La novela "El verbo justo" fue editada por Vinciguerra en Buenos Aires 2016 y obtuvo el Premio Único en su género otorgado por el Gobierno de la Ciudad de Buenos Aires para el bienio 2010-2011 por un jurado integrado por: Àlvaro Abós, Vicente Battista, Elsa Osorio, Jorge Paolantonio y Antonio Requeni.
      



Liliana Allami nació en Buenos Aires.
Es licenciada en Química, egresada de la Universidad de Buenos Aires.
Ha publicado los libros de cuentos "Para mí que fue por eso" (1997), "Un impulso escondido" (2001), "Eso sin nombre" (2004),
"Novia que te veamos" (2008) -que recibió dos premios: el de la Legislatura de la Ciudad de Buenos Aires y el Internacional de cuentos "Juan José Manauta" - y "La vuelta del deseo" (2013).

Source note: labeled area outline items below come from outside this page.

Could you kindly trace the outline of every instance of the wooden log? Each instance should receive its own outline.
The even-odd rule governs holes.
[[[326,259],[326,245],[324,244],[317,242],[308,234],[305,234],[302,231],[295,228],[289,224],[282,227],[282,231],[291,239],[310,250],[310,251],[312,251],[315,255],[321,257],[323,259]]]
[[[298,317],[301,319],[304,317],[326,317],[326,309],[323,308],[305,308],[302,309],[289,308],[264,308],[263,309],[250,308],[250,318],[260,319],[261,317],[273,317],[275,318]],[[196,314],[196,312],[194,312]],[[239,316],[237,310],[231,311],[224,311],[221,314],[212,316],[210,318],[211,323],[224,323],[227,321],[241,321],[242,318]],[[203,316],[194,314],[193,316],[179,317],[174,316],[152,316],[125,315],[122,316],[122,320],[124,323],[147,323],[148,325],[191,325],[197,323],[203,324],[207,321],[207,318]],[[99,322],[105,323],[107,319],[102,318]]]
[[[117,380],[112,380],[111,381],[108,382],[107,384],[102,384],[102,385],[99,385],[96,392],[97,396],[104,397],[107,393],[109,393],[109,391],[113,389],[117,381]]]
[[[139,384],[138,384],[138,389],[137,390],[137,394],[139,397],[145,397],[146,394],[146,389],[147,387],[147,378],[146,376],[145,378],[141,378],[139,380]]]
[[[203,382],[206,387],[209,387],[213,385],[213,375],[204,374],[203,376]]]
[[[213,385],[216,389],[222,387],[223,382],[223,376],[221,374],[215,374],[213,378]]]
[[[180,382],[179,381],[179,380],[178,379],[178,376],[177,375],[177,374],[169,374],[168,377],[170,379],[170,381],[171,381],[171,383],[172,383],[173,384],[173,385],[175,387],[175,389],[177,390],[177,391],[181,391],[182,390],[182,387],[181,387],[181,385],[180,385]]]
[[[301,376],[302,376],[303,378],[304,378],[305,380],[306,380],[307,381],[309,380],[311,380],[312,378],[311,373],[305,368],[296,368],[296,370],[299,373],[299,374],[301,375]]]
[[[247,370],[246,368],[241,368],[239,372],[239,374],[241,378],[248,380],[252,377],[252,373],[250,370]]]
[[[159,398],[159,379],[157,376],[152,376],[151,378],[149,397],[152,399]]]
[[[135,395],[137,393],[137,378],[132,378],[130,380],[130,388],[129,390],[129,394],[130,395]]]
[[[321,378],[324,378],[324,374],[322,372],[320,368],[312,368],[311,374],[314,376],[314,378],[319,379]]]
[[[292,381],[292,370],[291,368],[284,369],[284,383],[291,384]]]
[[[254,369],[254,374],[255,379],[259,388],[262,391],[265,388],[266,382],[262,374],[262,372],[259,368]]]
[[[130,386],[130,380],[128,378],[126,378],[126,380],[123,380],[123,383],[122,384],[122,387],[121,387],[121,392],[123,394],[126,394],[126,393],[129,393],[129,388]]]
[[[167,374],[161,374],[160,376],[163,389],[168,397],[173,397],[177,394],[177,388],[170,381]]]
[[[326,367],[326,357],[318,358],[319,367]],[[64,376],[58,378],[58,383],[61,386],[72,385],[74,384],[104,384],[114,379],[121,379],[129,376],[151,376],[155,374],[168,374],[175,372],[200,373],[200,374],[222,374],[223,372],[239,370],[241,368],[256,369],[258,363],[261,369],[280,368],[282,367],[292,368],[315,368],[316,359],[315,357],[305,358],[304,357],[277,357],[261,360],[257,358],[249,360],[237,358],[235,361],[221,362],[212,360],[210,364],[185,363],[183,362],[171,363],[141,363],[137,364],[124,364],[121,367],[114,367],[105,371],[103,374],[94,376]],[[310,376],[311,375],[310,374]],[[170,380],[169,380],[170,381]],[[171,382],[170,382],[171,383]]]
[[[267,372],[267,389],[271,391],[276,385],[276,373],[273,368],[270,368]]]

Ha recibido diversos reconocimientos: Municipal de Literatura "Manuel Mujica Láinez", Concurso Iberoamericano de Cuentos "Julio Cortázar" en Cuba. Ha participado en antologías nacionales e internacionales. "El verbo justo" obtuvo el Premio Único de Novela Inédita, bienio 2010-2011 en el prestigioso sistema de Premios que otorga el gobierno de la Ciudad de Buenos Aires.